Parking at Little Molas Lake’s trail head to the Colorado Trail on Molas Pass a half mile south of Silverton on U.S. 550, you can catch an obvious trail at the entrance to the campground circle by back tracking up the road you drove in on. Hang on to this trail as long as you can, but don’t panic when it’s gone. Your goal is moving north, gaining an unmistakable saddle between Turkshead and West Turkshead, both around 12,800 feet.

As you make your way, game trails help you pick through some conifers and patches of dense willow, and as you climb up a series of benches you will see the saddle you’re aiming for.

There is a running creek – try to stay on its east side, and be ready for grouse as well, good sized ground birds that rely on camouflage and then explode into the air when you get too close. There is a faint trail on the eastern slope of this basin. Note the view behind you of Little Molas Lake, and keep this is mind for your return.

Once you navigate easily through the saddle’s rocks, you’ll find grassy tundra and likely a bit of snow. Here, travel northeast toward yet another saddle skirting a green bowl of summer’s blossoms.

When you access this saddle, you’ll see the Sultan. Travel east and north, leading to the north face of Spencer Peak. This 13,087-footer is easily achieved, but remember you have two other objectives. As you gain ground on Spencer, you’ll come to a defined trail that traverses its steep north slope. Use caution and take this incredible trail to yet another saddle in between Spencer and Grand Turk.

This is amazing alpine hiking. Maintain the trail you are on and when you drop into its saddle, begin your ascent of Grand Turk. This mountain has three summits, and the highest point – 13,160 feet – is the farthest. Choose your battles wisely, but it’s well within reach.

You can retrace your steps back to the Spencer/Turk saddle or carefully pick your way down to a talus trail that leads to the Sultan ridge. Use caution – that’s a long way down to the north.
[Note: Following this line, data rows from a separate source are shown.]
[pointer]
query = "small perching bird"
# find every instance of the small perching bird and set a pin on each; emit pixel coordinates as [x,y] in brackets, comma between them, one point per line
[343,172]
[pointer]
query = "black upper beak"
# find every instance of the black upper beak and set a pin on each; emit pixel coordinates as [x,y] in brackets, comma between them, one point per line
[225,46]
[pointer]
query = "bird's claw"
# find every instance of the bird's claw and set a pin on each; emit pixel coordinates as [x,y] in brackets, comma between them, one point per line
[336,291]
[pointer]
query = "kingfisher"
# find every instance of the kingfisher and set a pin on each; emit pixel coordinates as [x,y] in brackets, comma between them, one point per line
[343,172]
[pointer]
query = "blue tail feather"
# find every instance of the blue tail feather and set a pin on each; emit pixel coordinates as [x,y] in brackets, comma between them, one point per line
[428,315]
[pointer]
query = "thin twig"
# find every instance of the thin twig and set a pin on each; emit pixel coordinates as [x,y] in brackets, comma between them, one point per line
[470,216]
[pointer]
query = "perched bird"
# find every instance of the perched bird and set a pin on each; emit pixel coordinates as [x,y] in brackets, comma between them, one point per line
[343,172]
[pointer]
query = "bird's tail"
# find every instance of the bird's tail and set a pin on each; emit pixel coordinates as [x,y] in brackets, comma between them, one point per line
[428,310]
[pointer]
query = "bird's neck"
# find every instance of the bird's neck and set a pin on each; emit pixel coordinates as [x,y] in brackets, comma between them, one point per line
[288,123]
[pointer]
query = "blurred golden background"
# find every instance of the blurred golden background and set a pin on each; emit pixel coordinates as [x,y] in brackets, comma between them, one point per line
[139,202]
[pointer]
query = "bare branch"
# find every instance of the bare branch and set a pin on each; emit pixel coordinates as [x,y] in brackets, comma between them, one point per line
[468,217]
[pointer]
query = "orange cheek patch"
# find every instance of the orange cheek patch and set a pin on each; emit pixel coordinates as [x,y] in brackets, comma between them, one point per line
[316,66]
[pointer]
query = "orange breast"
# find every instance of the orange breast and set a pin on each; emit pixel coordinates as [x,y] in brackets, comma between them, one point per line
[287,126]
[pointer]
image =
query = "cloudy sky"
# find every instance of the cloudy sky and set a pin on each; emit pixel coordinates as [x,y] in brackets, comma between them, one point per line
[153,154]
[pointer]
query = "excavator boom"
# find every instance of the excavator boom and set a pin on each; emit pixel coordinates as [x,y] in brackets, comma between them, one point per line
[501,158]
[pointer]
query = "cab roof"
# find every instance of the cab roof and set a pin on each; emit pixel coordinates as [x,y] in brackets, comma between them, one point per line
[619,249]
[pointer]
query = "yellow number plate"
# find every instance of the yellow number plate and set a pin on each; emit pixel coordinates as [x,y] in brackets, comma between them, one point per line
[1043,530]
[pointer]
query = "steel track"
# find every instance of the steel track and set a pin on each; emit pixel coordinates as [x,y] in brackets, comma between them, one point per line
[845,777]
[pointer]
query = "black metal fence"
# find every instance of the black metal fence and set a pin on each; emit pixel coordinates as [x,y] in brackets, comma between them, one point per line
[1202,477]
The Sultan ridge trail is the stuff of dreams. At first the trail unwinds before you like it’s miles away, but it’s less difficult than it looks. It’s narrow but not sketchy. You don’t want to fall, but the stunning summit bid at most calls is an easy scramble. Bag the peak – 13,370 feet – look for the register in the plastic pipe, and log your entry.

Upon your return, you can use Little Molas Lake as a point of reference as to which direction to travel.